Tzintzuntzan: That last bit, about the two plot threads coming together...is it really a subversion? It's very common to have the two plots interact at the end, or at least form a Double Aesop.

Janitor: Good point. I am pulling out... "The Canadian crime drama Da Vinci's Inquest slightly subverted this in an episode where the two cases become one when it's revealed that a hit-and-run being investigated by the main character was perpetrated by the same person who was involved in a shooting that a second team was investigating just a block over." ... as being off-point.

FurrySaint: My bad. I felt it was a unique way of doing it, since I've never seen it done before. Of course, I probably have, but not in a way that was interesting... >_>;;

Paul A: See also Working the Same Case.

Clarence Atomkraft: Can someone explain to me what the specific difference is between Two Lines, No Waiting and Plot and Subplot? which as far as I know has been a tradition since...well a long time...Shakespeare always had a main plot and subplot in his plays.

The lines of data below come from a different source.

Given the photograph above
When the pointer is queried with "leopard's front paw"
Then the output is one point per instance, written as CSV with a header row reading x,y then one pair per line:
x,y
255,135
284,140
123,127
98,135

Looney Toons: Two Lines, No Waiting is two main plots — they have equal weight, storywise, and run in parallel to each other; either one could carry a whole episode by itself were it expanded it a bit. A subplot has a smaller scope and usually doesn't have the wherewithal to carry an entire episode — it's either too narrowly-focused, or it's more tuned to a specific character's needs.
Daibhid C: I've changed the Discworld examples, because I was struggling to think what the second plots were in the ones mentioned.